The fourth annual “Following the Trends – Is Your Content Ready” jointly conducted by Data Conversion Laboratory and the Center for Information Development Management found while 88 percent of respondents are publishing via PDFs currently, in two years’ time, only 53 percent intend to use the format for publishing. HTML (76 percent) and mobile apps (65 percent) will become the publishing format of choice.
The survey found marketers are struggling with differentiating content for mobile devices; 37 percent are publishing the same content on all devices and 34 percent do not publish for mobile. Additionally, just 20 percent are optimizing their content for mobile devices.

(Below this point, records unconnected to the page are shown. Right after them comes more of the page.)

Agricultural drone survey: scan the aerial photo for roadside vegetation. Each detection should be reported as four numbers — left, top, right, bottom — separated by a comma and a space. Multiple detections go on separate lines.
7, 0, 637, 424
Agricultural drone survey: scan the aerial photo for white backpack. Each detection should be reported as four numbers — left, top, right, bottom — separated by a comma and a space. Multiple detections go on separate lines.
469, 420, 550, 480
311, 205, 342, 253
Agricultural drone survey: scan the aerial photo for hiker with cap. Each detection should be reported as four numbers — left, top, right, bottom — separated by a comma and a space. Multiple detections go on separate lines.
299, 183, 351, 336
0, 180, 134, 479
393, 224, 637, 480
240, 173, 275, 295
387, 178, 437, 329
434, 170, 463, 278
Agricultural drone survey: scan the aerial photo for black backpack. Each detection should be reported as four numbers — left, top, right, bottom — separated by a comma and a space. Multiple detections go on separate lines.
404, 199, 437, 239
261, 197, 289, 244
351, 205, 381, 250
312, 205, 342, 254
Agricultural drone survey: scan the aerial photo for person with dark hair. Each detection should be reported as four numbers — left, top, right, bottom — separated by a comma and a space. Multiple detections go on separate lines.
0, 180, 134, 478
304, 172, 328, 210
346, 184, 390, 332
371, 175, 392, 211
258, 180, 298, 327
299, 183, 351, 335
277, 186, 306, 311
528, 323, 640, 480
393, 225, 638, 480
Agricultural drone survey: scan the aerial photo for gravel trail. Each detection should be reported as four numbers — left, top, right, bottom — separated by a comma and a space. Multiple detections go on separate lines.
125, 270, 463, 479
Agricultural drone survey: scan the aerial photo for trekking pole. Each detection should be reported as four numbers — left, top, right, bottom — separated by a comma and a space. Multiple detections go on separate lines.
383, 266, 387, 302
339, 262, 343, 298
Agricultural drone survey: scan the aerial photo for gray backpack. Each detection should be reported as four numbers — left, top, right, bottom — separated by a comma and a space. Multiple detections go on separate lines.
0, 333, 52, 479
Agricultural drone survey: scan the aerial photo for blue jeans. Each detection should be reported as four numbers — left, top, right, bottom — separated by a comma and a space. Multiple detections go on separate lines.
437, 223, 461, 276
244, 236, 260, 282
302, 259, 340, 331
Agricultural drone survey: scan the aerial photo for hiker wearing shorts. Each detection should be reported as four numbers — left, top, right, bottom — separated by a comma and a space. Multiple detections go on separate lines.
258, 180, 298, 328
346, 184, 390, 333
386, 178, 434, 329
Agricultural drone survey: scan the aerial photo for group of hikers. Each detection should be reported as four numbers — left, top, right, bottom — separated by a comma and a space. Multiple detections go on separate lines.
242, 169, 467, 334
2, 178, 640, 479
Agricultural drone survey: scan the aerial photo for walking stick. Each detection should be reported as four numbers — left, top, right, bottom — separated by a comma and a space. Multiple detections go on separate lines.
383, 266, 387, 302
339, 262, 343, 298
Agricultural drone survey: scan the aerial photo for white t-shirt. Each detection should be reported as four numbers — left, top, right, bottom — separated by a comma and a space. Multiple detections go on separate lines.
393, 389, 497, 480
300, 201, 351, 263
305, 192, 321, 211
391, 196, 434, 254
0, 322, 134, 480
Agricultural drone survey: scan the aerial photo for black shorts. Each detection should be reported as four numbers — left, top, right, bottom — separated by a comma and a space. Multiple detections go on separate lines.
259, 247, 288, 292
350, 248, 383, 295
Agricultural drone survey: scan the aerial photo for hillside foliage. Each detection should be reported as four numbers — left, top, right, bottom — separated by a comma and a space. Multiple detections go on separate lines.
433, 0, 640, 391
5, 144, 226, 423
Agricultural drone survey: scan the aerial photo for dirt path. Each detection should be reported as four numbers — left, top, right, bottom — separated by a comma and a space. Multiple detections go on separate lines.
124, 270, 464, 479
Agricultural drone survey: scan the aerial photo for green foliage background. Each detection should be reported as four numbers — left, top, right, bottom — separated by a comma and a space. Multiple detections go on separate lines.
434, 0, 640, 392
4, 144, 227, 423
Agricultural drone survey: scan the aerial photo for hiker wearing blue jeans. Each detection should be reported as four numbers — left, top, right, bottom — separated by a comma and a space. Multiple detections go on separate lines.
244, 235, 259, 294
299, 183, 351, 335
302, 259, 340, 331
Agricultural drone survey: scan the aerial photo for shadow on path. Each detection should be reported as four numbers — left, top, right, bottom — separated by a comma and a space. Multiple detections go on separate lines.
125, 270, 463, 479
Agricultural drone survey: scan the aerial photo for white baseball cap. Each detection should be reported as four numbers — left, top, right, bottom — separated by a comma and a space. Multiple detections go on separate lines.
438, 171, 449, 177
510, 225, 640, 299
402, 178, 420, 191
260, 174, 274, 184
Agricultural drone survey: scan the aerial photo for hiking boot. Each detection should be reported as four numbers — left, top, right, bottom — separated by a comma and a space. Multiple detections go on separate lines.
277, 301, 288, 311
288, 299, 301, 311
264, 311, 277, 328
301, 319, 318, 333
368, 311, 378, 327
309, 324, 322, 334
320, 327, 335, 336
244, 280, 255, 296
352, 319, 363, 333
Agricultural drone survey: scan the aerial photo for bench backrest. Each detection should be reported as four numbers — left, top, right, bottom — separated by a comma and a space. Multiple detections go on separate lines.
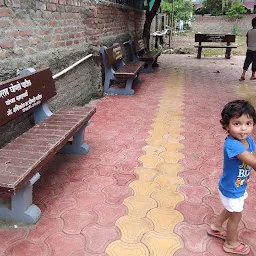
134, 38, 145, 53
0, 68, 56, 127
103, 43, 125, 67
195, 34, 236, 43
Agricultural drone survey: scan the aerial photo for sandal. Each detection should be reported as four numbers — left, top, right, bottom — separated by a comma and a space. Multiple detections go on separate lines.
250, 76, 256, 80
223, 242, 250, 255
239, 77, 245, 81
207, 227, 227, 240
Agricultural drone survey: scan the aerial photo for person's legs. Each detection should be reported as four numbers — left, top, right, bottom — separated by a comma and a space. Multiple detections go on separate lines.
250, 50, 256, 79
241, 50, 253, 80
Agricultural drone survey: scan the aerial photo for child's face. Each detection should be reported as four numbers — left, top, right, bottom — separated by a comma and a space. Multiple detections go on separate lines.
226, 114, 254, 141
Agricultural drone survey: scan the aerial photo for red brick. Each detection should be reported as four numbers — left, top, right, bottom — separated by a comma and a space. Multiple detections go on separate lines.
0, 49, 8, 58
0, 8, 13, 17
0, 20, 10, 28
59, 0, 67, 4
0, 40, 14, 49
47, 4, 57, 11
16, 38, 30, 47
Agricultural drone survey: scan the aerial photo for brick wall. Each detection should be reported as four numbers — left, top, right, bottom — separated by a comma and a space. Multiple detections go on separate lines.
0, 0, 145, 147
192, 14, 254, 35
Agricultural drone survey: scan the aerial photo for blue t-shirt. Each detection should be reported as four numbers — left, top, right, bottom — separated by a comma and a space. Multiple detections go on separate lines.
219, 135, 255, 198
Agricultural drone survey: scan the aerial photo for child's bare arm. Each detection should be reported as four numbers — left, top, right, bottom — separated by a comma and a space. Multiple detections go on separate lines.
237, 151, 256, 170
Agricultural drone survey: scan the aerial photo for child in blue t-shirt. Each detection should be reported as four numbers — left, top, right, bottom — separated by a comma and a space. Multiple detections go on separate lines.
208, 100, 256, 255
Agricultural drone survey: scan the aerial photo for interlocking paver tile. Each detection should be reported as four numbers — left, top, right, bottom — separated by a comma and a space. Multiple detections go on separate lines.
123, 195, 157, 218
141, 231, 183, 256
147, 208, 183, 233
116, 215, 153, 243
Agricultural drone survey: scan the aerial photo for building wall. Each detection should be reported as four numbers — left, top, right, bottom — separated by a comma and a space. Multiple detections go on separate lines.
0, 0, 145, 147
192, 14, 254, 35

Searchable content (65 percent), learning videos (51 percent) and mobile content (44 percent) were named as the top three content deliver requests from customers, the data shows. The survey also revealed marketers are not using social media to its full capability: 46 percent of respondents indicated they did not use social media to provide content.
“The pace of change continues to accelerate, and the delivery channels are expanding to include social media,” says Joann Hackos, Director for Center for Information Development Management. “We need to ensure that we’re providing the tools and resources information developers need to deliver content in the ways that their customers demand.”
To succeed in this digital transition, 51 percent of respondents said they needed better publishing or content management tools.
Content Marketing Remains a Developing Discipline
A January 2016 study by Crescendo and the Aberdeen Group revealed that more than half of marketers place in the “beginning” or “emerging” categories in regards to content maturity.
None of the survey respondents could consider their content marketing strategy’s maturity as “optimal,” according to the authors of the report. An optimal score was defined by the researchers as having a robust content marketing operation, driven by a larger marketing strategy.